A nos jours le monastère est la résidence officielle du Pariarche de Moscou.
Le monastère abrite aussi l'Académie spirituelle de Moscou et le Séminaire orthodoxe.
L'ensemble architectural et artistique du monastère a une valeur inestimable. Un chef-d'oeuvre de l'architecture, un pur exemple de la haute époque de l'architecture moscovite, voilà ce qu'est la cathédrale de la Trinité construite en pierre blanche entre 1422 et 1425. Sa façade est rythmée de pilastres et ornée d'une frise de pierre blanche sculptée. L'édifice est couronnée par une coupole massive. La peinture de l'iconostase et la peinture murale ont été realisées en 1425-1427 par Andreï Roubliov et des peintres de son école.

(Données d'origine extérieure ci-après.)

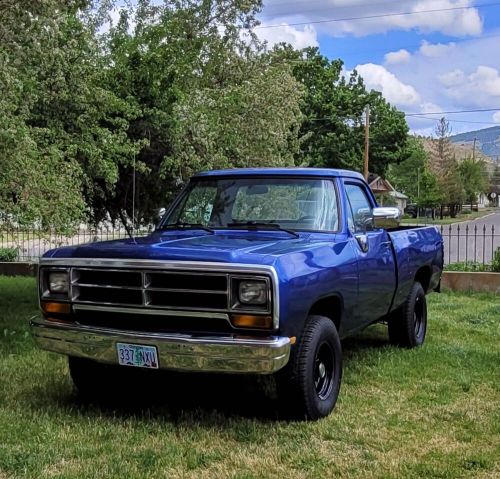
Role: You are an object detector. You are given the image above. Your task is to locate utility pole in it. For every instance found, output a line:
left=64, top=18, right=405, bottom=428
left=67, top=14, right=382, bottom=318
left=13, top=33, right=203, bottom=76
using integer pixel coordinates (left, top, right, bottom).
left=364, top=105, right=370, bottom=181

Par la suite, la peinture murale a été plusieurs fois refaite. Remarquable est aussi l'architecture de l'église du Saint-Esprit, bâtie en 1476-1477, avec son haut tambour à deux niveaux: au niveau inférieur se trouve un clocher, tandis qu'au supérieur était aménagé un guet.

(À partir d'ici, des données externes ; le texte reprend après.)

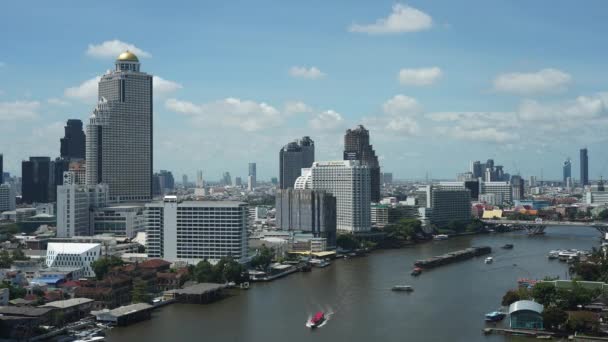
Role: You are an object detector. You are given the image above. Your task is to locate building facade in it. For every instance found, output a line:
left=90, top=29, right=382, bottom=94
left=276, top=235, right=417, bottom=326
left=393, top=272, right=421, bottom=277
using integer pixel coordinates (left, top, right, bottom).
left=145, top=196, right=248, bottom=264
left=86, top=51, right=153, bottom=202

En 1559-1585, sur ordre d'Ivan le Terrible, fut élevée la cathédrale de la Dormition, construction monumentale, à cinq coupoles, qui était considérée comme la cathédrale principale du monastère. Ses formes architecturales reproduisent celles de la cathédrale du même nom située au Kremlin de Moscou. A l'intérieur se sont conservées des fresques du 17 s. et une superbe iconostase de bois sculpté et doré dont les icônes, oeuvres de maîtres russes, datent du 18 s.
L'ensemble architectural comprend encore l'Hôtel-Dieu avec l'église Saint-Zosime-et-Sabbatthius à toit pyramidal (1635-1638), le Palais du tsar et le Réfectoire (1686-1692), les Appartements du métropolite et d'autres monuments intéressants. On notera l'architecture du clocher, construit entre 1741 et 1770 par Ivan Mitchourine et Dmitri Oukhtomski; de la Chapelle-sur-la-Source avec ses colonnes de pierre blanche ciselées et enlacées par des pampres, érigée à la fin du 17 s.; de l'élégante église Notre-Dame-de-Smolensk, bâtie en 1745-1748.
La route de Serguiev Possad est bordée de forêts épaisses, de champs et vergers, elle passe devant des entreprises industrielles et des bourgs ouvriers qui ont poussé ici à l'époque soviétique. Ce voyage vous permettera donc de vous faire une idée de ce qu'est la région de Moscou à l'heure actuelle.